Serum proteomics results revealed 45 differentially expressed proteins in the comparison between UC and HC groups, 32 proteins significantly expressed in CD versus HC, and 12 proteins in CD compared with UC. In urine samples, 110 proteins were significantly changed in UC versus HC, 50 proteins were differentially expressed between CD and HC, and a total of 31 proteins were significantly changed in CD compared with UC patients. Receiver operating characteristic curve (ROC) analysis found multiple proteins with high area under the curve values, up to 0.94, indicating that these serum and urine proteins are of value as new non-invasive diagnostic classifiers of IBD patients. For each study comparative, the 5 most significant classifiers were selected (Figures 1 and 2). IPA revealed multiple signaling pathways, including prothrombin activation, acute phase response signaling, complement and coagulation system and liver X receptor/retinoid X receptor (LXR/RXR) activation, altered in IBD patients compared to HC (p-value < 0.05) (Figures 3 and 4).
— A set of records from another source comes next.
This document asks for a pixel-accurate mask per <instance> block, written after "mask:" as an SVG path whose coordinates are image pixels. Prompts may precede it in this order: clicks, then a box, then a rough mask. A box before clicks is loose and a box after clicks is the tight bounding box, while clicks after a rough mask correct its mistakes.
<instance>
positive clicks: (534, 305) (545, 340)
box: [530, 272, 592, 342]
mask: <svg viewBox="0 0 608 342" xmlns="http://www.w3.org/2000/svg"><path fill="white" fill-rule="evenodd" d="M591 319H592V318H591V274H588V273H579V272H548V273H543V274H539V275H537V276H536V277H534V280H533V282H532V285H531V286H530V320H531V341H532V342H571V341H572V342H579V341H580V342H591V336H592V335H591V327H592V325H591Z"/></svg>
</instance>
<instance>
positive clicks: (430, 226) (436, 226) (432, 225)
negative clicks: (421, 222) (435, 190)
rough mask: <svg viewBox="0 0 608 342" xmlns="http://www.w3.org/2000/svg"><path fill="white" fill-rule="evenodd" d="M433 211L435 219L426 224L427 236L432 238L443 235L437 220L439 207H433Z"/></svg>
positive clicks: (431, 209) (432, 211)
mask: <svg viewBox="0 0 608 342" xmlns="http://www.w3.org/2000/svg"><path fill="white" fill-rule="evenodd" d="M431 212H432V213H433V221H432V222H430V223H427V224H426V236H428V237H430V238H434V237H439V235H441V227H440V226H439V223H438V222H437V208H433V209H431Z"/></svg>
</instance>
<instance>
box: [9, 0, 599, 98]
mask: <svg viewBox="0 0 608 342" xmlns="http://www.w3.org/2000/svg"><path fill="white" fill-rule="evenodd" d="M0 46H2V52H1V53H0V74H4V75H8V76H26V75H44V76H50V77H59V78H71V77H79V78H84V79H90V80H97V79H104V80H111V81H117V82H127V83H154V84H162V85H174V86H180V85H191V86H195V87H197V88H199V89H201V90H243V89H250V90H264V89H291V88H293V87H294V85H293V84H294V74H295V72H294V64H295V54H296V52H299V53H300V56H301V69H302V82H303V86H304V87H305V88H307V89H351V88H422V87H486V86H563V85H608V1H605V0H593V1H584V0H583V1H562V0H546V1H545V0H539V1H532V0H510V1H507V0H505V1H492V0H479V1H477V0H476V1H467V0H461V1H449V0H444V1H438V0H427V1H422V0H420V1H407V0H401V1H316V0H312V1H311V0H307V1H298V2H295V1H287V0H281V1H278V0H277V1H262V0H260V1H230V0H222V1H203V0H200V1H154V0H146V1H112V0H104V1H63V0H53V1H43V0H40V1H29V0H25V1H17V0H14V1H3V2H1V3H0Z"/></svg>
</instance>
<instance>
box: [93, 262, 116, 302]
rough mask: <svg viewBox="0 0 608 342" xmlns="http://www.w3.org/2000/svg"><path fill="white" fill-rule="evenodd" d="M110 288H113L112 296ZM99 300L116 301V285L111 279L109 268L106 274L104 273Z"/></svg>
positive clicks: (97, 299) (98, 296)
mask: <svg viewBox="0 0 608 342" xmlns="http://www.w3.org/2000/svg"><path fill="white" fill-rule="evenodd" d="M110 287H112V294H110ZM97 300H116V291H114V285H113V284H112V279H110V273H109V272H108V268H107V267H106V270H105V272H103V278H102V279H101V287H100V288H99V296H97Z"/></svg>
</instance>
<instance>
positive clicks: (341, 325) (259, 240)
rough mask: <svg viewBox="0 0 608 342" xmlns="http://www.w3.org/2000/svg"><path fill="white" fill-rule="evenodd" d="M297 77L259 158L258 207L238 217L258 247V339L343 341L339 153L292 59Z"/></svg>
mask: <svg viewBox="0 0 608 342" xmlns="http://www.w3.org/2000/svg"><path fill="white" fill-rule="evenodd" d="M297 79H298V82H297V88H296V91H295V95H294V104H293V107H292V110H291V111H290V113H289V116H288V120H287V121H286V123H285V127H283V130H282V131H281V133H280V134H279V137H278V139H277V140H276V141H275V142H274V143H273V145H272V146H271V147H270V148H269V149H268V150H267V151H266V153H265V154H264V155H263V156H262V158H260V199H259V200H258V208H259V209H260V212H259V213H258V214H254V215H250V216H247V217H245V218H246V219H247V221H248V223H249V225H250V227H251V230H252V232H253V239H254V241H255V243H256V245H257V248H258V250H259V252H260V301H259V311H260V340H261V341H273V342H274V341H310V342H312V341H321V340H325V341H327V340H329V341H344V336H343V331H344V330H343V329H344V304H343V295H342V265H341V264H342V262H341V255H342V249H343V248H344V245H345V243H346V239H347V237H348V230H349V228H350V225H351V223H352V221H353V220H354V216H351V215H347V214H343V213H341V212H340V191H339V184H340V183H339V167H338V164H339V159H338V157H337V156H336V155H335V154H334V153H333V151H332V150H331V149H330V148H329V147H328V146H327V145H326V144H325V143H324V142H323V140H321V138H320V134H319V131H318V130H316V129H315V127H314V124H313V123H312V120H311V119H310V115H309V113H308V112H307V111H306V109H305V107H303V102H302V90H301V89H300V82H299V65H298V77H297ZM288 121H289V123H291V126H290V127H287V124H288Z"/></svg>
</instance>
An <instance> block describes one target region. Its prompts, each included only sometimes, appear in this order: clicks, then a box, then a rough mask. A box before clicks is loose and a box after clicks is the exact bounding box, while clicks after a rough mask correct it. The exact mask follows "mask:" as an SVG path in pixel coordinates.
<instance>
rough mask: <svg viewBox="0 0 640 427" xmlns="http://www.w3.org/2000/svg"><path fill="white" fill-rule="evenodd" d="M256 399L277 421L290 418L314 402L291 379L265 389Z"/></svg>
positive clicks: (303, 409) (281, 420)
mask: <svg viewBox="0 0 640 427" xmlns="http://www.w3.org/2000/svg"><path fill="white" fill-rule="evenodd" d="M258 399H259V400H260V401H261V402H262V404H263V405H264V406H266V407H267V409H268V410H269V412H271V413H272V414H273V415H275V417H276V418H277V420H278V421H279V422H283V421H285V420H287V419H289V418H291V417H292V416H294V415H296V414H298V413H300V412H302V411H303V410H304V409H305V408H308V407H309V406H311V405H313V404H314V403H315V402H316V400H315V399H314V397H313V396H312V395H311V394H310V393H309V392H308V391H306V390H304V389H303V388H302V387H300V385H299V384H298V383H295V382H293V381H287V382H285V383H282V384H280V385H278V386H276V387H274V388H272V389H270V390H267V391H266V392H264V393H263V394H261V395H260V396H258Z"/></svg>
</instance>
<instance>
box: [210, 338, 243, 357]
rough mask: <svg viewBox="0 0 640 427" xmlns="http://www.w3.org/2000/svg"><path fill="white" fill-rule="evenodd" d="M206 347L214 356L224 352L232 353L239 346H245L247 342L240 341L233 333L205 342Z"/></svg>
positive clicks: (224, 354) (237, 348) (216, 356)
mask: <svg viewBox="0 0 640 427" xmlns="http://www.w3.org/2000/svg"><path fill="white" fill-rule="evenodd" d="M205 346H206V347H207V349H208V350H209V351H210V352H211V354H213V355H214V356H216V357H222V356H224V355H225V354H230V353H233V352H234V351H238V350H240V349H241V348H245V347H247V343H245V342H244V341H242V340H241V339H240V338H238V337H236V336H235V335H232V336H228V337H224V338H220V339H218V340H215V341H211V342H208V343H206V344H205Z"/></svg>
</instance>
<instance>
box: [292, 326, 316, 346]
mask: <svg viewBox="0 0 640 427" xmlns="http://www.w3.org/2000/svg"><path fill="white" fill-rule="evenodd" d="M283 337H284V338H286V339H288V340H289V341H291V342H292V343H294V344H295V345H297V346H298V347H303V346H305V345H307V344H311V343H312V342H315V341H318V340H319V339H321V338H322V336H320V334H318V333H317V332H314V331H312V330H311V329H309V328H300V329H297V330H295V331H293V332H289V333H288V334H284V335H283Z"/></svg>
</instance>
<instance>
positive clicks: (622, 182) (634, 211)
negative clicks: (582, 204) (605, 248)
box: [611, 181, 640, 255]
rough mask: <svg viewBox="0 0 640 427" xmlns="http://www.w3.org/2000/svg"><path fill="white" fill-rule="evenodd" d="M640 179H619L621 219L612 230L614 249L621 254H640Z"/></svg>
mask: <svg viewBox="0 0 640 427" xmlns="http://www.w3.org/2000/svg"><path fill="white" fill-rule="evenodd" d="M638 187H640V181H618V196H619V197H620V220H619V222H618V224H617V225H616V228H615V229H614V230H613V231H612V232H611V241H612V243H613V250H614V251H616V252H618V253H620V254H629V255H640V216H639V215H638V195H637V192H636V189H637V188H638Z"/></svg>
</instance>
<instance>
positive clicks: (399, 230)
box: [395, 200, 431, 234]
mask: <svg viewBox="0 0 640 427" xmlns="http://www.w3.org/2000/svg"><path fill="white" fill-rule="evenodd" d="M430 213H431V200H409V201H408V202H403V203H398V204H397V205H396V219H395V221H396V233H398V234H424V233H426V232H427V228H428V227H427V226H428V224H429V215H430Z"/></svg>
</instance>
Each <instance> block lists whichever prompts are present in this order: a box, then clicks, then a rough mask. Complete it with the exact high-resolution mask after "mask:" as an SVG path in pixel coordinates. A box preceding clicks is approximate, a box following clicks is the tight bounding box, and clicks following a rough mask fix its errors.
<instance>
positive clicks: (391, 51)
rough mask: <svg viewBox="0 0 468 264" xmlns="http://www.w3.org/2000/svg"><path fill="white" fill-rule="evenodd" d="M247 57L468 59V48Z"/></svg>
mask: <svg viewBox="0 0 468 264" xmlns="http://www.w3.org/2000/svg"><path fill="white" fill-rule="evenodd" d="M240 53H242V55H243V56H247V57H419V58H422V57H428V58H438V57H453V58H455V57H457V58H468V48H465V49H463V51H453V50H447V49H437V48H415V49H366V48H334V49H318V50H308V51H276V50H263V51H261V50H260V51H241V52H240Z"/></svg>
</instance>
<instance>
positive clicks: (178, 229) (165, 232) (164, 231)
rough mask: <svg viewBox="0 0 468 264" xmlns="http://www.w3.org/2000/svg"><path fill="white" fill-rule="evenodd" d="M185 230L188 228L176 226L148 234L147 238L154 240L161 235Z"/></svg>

Our findings indicate that analysis of the urine and serum proteome using nLC MS/MS is a feasible approach for biomarker discovery. We identified several serum and urine proteins that could serve as new non-invasive markers for the diagnosis of IBD patients after further validation. After bioinformatic analyses, we found multiple proteins that may play important roles in the pathogenesis of IBD.